3
votes

I have this python crawler output

[+] Site to crawl: http://www.example.com
[+] Start time: 2020-05-24 07:21:27.169033
[+] Output file: www.example.com.crawler

[+] Crawling
   [-] http://www.example.com
   [-] http://www.example.com/
   [-] http://www.example.com/icons/ubuntu-logo.png
   [-] http://www.example.com/manual
    [i] 404 Not Found
[+] Total urls crawled: 4

[+] Directories found:
   [-] http://www.example.com/icons/
[+] Total directories: 1

[+] Directory with indexing

I want to cut the lines between "Crawling" & "Total urls crawled" using awk or any other tool, so basically i wanna use variables to assign the NR to the first keyword "Crawling", and a second variable assigned to it the NR value of the second limiter "Total urls crawled", and then cut the range between the two, i tried something like this:

awk 'NR>$(Crawling) && NR<$(urls)' file.txt

but nothing really worked, the best i got is a cut from the Crawling+1 line to the end of the file which isn't helpfull really, so how to do it and how to cut a range of lines with awk with variables!

awk

2

2 Answers

5
votes

If I got your requirement correctly you want to put shell variables to awk code and search strings then try following.

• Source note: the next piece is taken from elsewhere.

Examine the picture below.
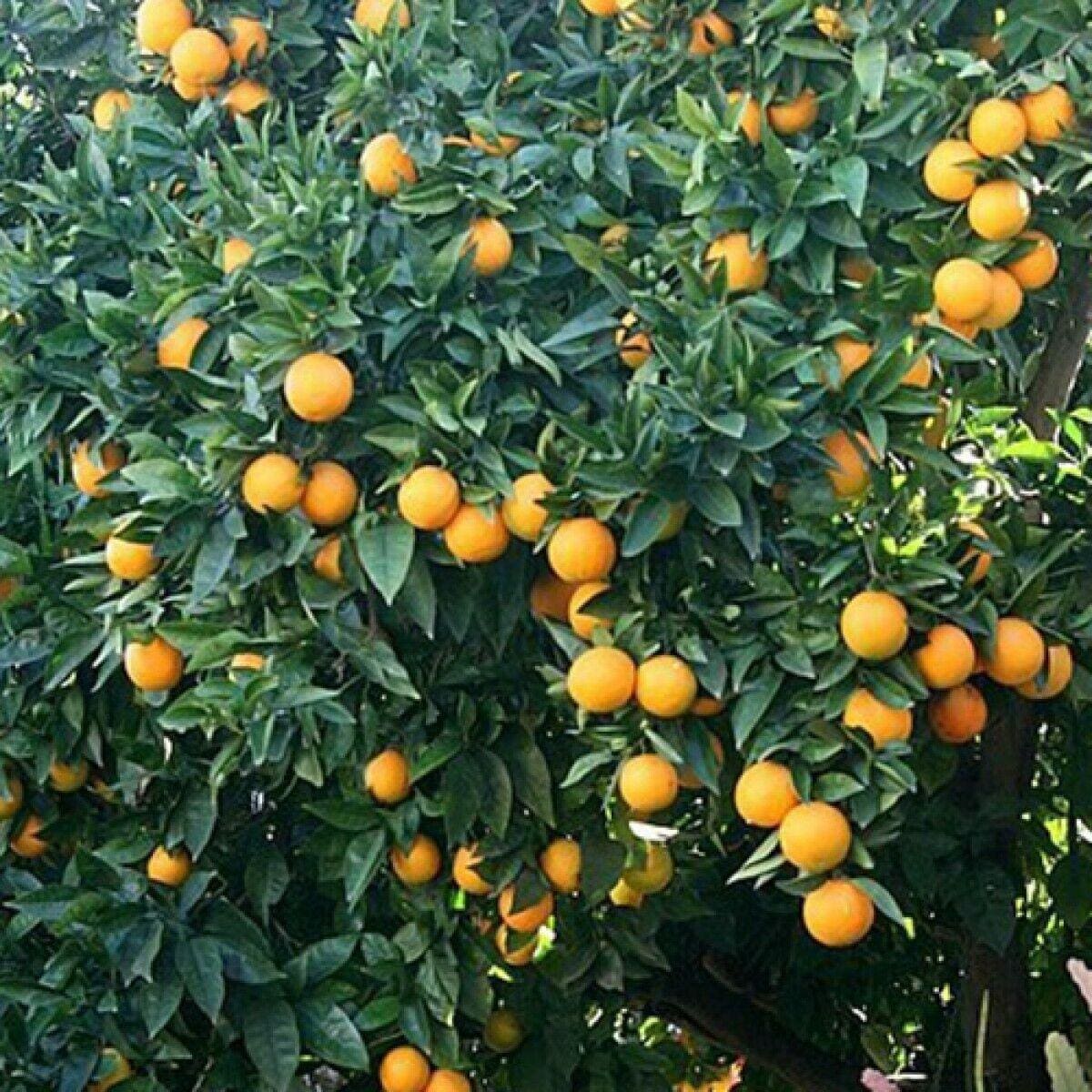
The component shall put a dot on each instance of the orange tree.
(529, 530)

awk -v crawl="Crawling" -v url="Total urls crawled" '
$0 ~ url{
  found=""
  next
}
$0 ~ crawl{
  found=1
  next
}
found
'  Input_file

Explanation: Adding detailed explanation for above.

awk -v crawl="Crawling" -v url="Total urls crawled" '   ##Starting awk program and setting crawl and url values of variables here.
$0 ~ url{                      ##Checking if line is matched to url variable then do following.
  found=""                     ##Nullify the variable found here.
  next                         ##next will skip further statements from here.
}
$0 ~ crawl{                    ##Checking if line is matched to crawl variable then do following.
  found=1                      ##Setting found value to 1 here.
  next                         ##next will skip further statements from here.
}
found                          ##Checking condition if found is SET(NOT NULL) then print current line.
'  Input_file                  ##Mentioning Input_file name here.
1
votes

The clause "...or any other tool" prompts me to point out that a scripting language could be used in command-line mode for this. Here's how it could be done using Ruby, where 't' is the name of the file that contains the text from which the specified lines are to be extracted. The following would be entered in the shell.

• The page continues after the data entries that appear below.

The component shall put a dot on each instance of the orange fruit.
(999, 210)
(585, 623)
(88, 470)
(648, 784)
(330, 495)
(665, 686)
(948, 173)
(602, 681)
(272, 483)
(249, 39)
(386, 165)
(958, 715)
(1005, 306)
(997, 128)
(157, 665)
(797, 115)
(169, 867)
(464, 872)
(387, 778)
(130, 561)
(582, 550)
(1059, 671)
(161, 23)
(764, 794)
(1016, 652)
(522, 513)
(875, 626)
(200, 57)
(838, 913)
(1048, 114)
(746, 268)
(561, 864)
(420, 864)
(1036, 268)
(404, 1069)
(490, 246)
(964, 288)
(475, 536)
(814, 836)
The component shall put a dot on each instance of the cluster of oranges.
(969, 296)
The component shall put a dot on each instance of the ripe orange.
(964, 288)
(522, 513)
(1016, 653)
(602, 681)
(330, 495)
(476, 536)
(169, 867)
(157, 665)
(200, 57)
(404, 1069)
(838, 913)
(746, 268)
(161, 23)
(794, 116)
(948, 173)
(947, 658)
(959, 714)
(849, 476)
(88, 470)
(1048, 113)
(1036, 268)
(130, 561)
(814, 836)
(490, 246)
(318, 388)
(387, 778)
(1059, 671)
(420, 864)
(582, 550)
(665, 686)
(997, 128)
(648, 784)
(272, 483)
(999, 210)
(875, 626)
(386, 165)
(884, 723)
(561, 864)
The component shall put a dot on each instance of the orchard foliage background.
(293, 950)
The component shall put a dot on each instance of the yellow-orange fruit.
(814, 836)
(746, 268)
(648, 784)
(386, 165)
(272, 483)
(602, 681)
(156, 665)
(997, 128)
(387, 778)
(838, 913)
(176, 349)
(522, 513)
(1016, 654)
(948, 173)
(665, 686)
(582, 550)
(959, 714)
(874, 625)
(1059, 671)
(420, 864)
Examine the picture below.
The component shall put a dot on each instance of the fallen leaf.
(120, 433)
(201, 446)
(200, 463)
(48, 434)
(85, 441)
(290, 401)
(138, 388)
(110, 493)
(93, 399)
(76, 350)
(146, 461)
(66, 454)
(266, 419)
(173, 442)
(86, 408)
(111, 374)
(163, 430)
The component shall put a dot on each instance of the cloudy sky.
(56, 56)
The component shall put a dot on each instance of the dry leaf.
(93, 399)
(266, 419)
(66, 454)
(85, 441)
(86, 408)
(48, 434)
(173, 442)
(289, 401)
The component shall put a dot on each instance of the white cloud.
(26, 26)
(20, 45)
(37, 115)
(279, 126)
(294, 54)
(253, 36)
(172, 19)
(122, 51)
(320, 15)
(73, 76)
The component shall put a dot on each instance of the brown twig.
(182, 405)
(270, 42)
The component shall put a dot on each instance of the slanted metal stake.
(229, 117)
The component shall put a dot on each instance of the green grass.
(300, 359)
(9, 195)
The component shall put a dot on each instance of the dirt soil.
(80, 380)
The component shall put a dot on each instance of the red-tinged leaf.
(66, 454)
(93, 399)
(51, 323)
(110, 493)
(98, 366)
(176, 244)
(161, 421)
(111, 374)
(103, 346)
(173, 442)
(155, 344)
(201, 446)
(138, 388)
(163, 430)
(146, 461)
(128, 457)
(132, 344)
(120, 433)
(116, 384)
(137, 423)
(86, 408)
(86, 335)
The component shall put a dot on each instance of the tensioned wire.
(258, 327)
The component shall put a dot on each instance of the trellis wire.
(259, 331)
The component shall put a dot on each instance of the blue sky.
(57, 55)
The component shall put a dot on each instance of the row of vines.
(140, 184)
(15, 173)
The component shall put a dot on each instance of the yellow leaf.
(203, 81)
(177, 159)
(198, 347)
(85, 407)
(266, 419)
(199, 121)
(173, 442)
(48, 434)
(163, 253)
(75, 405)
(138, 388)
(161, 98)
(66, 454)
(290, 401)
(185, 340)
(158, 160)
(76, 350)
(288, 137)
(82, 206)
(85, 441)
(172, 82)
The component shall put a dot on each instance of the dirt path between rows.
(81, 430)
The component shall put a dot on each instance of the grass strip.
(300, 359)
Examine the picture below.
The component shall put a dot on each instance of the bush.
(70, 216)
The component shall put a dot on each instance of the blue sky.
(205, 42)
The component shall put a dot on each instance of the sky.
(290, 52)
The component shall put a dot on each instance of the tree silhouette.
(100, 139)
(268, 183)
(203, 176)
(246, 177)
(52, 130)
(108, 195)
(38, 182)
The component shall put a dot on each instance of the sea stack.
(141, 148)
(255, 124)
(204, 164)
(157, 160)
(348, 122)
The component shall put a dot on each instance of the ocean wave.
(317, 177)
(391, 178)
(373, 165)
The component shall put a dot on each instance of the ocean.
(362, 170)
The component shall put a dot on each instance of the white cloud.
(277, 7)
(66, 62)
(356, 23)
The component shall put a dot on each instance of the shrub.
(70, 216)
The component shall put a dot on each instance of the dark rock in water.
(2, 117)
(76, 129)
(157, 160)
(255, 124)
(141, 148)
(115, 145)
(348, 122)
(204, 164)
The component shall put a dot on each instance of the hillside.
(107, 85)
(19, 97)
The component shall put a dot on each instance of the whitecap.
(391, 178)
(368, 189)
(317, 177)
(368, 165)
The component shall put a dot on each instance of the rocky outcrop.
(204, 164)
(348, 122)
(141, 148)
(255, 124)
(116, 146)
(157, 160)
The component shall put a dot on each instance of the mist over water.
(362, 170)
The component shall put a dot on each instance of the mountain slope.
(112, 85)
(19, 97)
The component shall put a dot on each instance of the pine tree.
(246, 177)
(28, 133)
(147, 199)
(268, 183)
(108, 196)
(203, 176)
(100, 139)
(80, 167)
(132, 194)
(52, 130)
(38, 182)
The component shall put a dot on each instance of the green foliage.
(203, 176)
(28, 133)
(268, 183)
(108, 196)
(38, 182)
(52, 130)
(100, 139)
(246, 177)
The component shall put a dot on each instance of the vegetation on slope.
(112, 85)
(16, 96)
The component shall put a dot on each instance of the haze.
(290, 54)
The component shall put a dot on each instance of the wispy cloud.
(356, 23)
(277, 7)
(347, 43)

ruby -W0 -e 'puts STDIN.readlines.select { |line| true if line.match?(/\bCrawling\b/)..line.match?(/\bTotal urls crawled\b/) }[1..-2]' < t

displays the following:

["   [-] http://www.example.com",
 "   [-] http://www.example.com/",
 "   [-] http://www.example.com/icons/ubuntu-logo.png",
 "   [-] http://www.example.com/manual",
 "    [i] 404 Not Found"] 

The following operations are performed.

  • STDIN.readlines and < t reads the lines of t into an array
  • select selects the lines for which its block calculation returns true
  • [1..-2] extracts all but the first and last of the selected lines

select's block calculation,

true if line.match?(/\bCrawling\b/)..line.match?(/\bTotal urls crawled\b/)

employs the flip-flop operator. The block returns nil (treated as false by Ruby) until a line that matches /\bCrawling\b is read, namely, "[+] Crawling". The block then returns true, and continues to return true until and it encounters the line matching /\bTotal urls crawled\b, namely, "[+] Total urls crawled: 4". The block returns true for that line as well, but returns false for each subsequent line until and if it encounters another line that matches /\bCrawling\b, in which case the process repeats. Hence, "flip-flop".

"-W0" in the command line suppresses warning messages. Without it one may see the warning, "flip-flop is deprecated" (depending on the version of Ruby being used). After a decision was made to deprecate the (rarely-used) flip-flop operator, Rubyists took to the streets with pitchforks and torches in protest. The Ruby monks saw the error of their ways and reversed their decision.